O primeiro contacto que têm é no autocarro e, um dia, Eleanor aproveita para ler a banda desenhada que Park está a ler na viagem. Aquilo que começa por ser um contacto silencioso rapidamente se torna numa amizade. Primeiro, Park empresta-lhe BDs, depois deixa-a ouvir cassetes (1986, não se esqueçam!) e grava-lhe algumas músicas. Quando se dá por eles, o inevitável acontece e estão apaixonados.

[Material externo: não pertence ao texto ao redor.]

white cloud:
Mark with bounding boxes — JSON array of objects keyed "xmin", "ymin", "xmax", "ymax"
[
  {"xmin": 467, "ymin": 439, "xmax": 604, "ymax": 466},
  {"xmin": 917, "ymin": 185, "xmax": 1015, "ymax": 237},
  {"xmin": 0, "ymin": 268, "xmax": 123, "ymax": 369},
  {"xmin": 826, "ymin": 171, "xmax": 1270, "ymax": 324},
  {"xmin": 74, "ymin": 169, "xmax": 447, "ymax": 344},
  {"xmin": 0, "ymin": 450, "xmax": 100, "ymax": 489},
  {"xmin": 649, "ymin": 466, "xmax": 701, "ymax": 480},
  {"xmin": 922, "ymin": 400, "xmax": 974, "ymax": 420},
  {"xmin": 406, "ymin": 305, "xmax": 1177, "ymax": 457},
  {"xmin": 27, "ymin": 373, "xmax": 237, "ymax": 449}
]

Uma das coisas de que mais gostei na escrita de Rainbow Rowell foi o facto de ela ter tornado as duas personagens principais nos narradores da história. Assim, com os excertos devidamente identificados, sabemos aquilo que Eleanor pensa e aquilo que Park pensa, percebendo aquelas dúvidas e ideias normais de quem tem 16 anos.

Mas, além disso, Rainbow Rowell decidiu abordar temas importantes e actuais, mesmo passados numa década diferente: temos o bullying escolar mas também a violência doméstica de que a família de Eleanor é vítima. A situação familiar de Eleanor é também uma forma de avaliar as diferenças entre ela e Park, que tem uma família que o apoia e que resolve as situações a conversar — Eleanor chega a dizer que, de certa forma, inveja aquela família.

Ainda assim, com temas tão actuais e que já foram retratados em tantos outros livros, aquilo que me fez gostar mais deste livro foi o final. Não esperem finais bonitos e floreados, com “felizes para sempre”. O final é “real” e duro. Afinal, não há como esperar que o primeiro amor dure.